Benitez, still utterly unable to believe that this insanity-go-round could ever end, wanted to buy more and more.  And suddenly he was told to stop, not by the madder than hatters Yankee boys, but by your bank and my bank.  The Nat West, of which you and I own 70 per cent.  The Nat West said, “no more.”  They said yes, you can have your £350 million until July, but here’s a diddly widdly bit of small print that says, YOU CAN’T SPEND A PENNY ON TRANSFER FEES, and oh yes, we absolutely completely want our money back in July.

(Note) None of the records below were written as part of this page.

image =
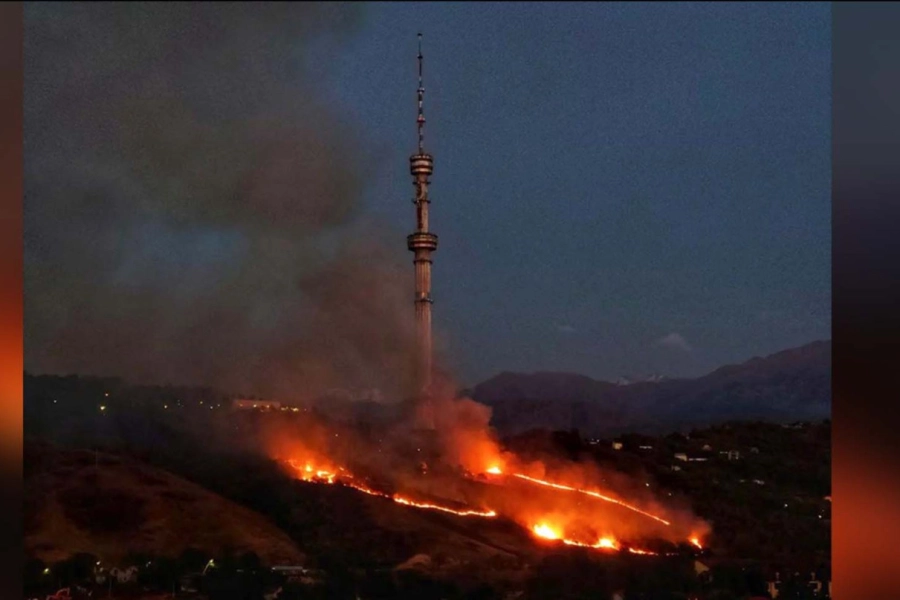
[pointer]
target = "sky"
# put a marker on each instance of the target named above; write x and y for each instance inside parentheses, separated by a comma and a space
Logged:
(222, 195)
(619, 189)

So what is happening, you may ask, although you might have fallen asleep.   Sheik Yermoney has said, “I’ll buy your little team for, oh, £150 million, no make that £130 million, no make that £110 million,” and the Yankees are fuming and foaming as their profit slips away like the sand it always was.  And no one quite knows for sure if Sheik Yermoney really is going to buy this club.  After all he could always buy, oh, what, err, Palestine.   Or Mali.   And there’s always that annoying little fact that in 20 years the oil will run out.

Up (or maybe it is down) the road at Manchester Bankrupt they are holding their collective breath.  Sir Alex F-Word, unlike Benetiz, is untouchable, and all the owners can hope for, is retirement.  Let him win the league this year, bribe every ref under the sun if need be, but FOR GOD’S SAKE GET HIS HAND OUT OF THE TIL.

Manchester Bankrupt is in such financial chaos now, that it cannot find a way out, and the next manager will find that – as Sir Alex F-Word walks with his reputation in tact in the press, but whom we ultimately see for what he is, the man who destroyed the club, 100 years after it moved into Very Old Trafford.

And Arsenal?  Utterly refusing to budge on the Arshavin money, it will survive.  I know that most people don’t believe that other big clubs can slip away, carefully forgetting the decline of Leeds Untidy.  But that’s how it goes, and Arsenal look unmoveable.  The finances are secure, and the choice is simple.

Shall we destroy the entire future of the club, and lead us into the wildnerness of League Two, or shall we just stay where we are for a year or so, before rising again, with no one left to challenge us?   An EPL challenge today, and bankruptcy tomorrow, or careful nurturing of funds today, and a golden future?

I want enternity for my club.   As we watch the insane slip into the darkness illustrated by Leeds, I want my club to remain on high.

And I believe it will.

The return of Keane to a relegation laden team is a sign of the disaster at Liverpool.   Forget for a second that Keane is a Tiny Tott, the reality is that he is a bloody good player, and Liverpool could do with him.   But Keane is the iceberg hitting the Titanic.   As the club goes down, Benitez will probably get a lifeboat all to himself.  After all would you like to sit in a boat with him on the open sea while he negotiates transfer rights with a couple of polar bears?

Better not to have gone to sea at all.

(c) Tony Attwood 2009

2 Replies to “The beginning of the end”

  1. It’s an alarming and embarrassing spectacle going on between Liverpool I and the spuds. Are Liverpool really that desperate that they have effectively loaned a player for 6 months for £5m plus his wages if the transfer fee back to the spuds is to be believed?

    The world of football has really gone mad!

  2. Very inciteful, not inciting, commentary. Just when will they collapse though? In my mind the other part of this is which clubs will be the new ‘big four’?